Jay Puckett then demonstrated CitySmart, a public-facing ArcGIS-based portal that includes thematic web maps (about 11 themes and 350 GIS layers), a parcel viewer with linked planning documents, a residential-pipeline map, and an 'active initiatives' viewer. Puckett said the open data portal and additional datasets remain under development and will be launched in coordination with the planning department.

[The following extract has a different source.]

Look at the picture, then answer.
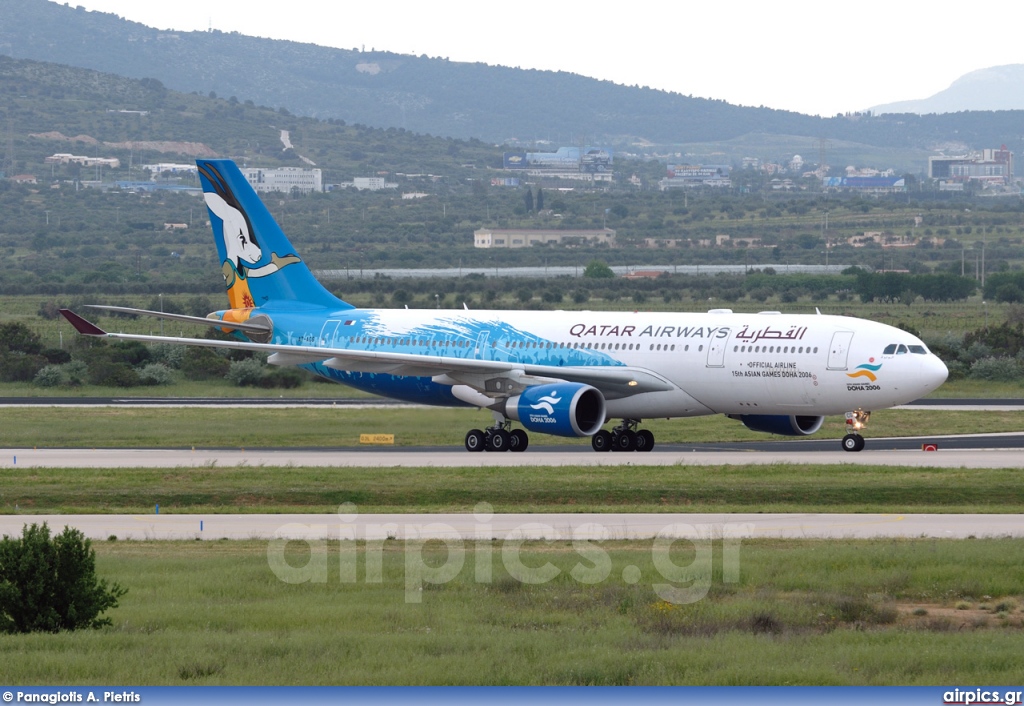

During council Q&A, members pressed staff on how the general plan will align with existing planning documents (sustainability plans, transit, bike/trail, street design) and the land development code, how community partner input is synthesized and reported, and how displacement risks—especially near Agua Fria and downtown—will be mitigated. Staff replied that alignment with the land development code is intentional (the code is the implementation arm of the plan), that a community-partners synthesis is available and can be shared, and that displacement heat maps and targeted neighborhood conversations will inform policy choices. Funding and scheduling questions were addressed: consultants noted some contract amendments are pending to accelerate deliverables, and the land development code update will proceed in phased amendments to allow targeted engagement.
The presentation package and CitySmart demo materials will be posted to the Santa Fe Forward website and incorporated into future public meetings for deeper review.